Remember that these transformers will need to handle regeneration by EMUs / loco motors. That will be a major special specification.
 #1614402  by R36 Combine Coach
 
The only MUs available on short order are likely AMR/EXO's MR90s for sale, or if NJT's simply wants to dump
a few Arrow IIIs (which are already 25k ready). But their replacements are yet to be delivered.
 #1614409  by mbrproductions
 
If the MBTA ever does electrify, I doubt they will go for EMUs, they will likely go for Electric Locomotives like the ACS-64 or ALP-45/46, similar to how they choose diesel locomotives over DMUs today, and that would make sense because they have just began taking delivery of new locomotive-hauled bilevel cars.
Middleborough probably gets priority because of the insanity of shoving all the South Coast trains through Middleborough instead of getting the Stoughton route settled.
I can't see how electrifying the line will help the situation, the only way to make a meaningful change to this is by double tracking the Middleborough Main, and if this whole forcing electrification thing does go through, the MBTA will likely have less incentive to not build Phase II, and would likely go through with it, if they could even afford to after such a massive project like electrifying the entire system by 2035 (which would be divine miracle).
 #1614491  by cle
 
Agree that electrification without track doubling is not as good. Then South Coast services should be somewhat express, so you have two categories of service. Doable with nifty EMUs for the inners, and bi-level coaches for outers. I do find all the locomotives on these intra-urban routes absurd.
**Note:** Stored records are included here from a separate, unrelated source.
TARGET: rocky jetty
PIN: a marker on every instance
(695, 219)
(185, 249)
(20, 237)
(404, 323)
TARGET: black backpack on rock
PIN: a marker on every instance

Framingham/Worcester is very interesting. I think along with all the E/W track plans, this could be a nice sop towards bi-mode Amtrak Inland routing. Insane that New Haven-Springfield isn't underway, also.
 #1614553  by MBTA F40PH-2C 1050
 
This is a joke. Gonna take much much longer than that to complete, even IF they started the projects tomorrow. People making these calls, and statements have 0 idea of RR'ing, construction, planning, environmental studies....more planning...another environmental study...then build. The T is A MESS from top to bottom. How is Natick Center coming along?
 #1614610  by Red Wing
 
But if it gets the ball rolling what's wrong with that? These are politicians they don't need to know a proper timeline, that's what sending it to a committee is for, that's where the experts testify and help adjust the bill to something more reasonable or for you anti electric people it's where it will go to die. And after the 3 separate votes that will happen outside of the committee this bill will be changed.
The big thing about introducing this bill was to get people talking and that's what it has done.

To help this is how a bill becomes a law in the Commonwealth https://www.mass.gov/doc/the-legislativ ... 0/download
 #1614614  by Disney Guy
 
Section breaks must be long enough so no car or consist with multiple current collectors tied together (e.g. two raised pantographs) can span the break, which would allow power from one substation to commingle with power from another substation which in turn could cause isolated overloads.

A train might have two pantographs on different engines but the circuitry in each could be isolated from the other so both pans can be up without spanning the section break. Most multiple unit subway cars etc. each have such independent circuitry for traction power.

I think there are also some instances where, after a train or car loses power, there is a time delay before power can be re-applied, and in some systems this is accomplished by a yet longer section break. Toronto had section breaks something like ten feet in length (for one trolley pole), I was told, to prevent problems with their Hawker Siddely cars' regenerative breaking systems.
 #1614628  by diburning
 
MBTA F40PH-2C 1050 wrote: Fri Jan 27, 2023 5:21 pm This is a joke. Gonna take much much longer than that to complete, even IF they started the projects tomorrow.
This is how negotiations start. You don't start by offering what you want, you go to the opposite extreme, and then negotiate to the point where it looks like you're meeting them in the middle, when the middle is what you wanted all along.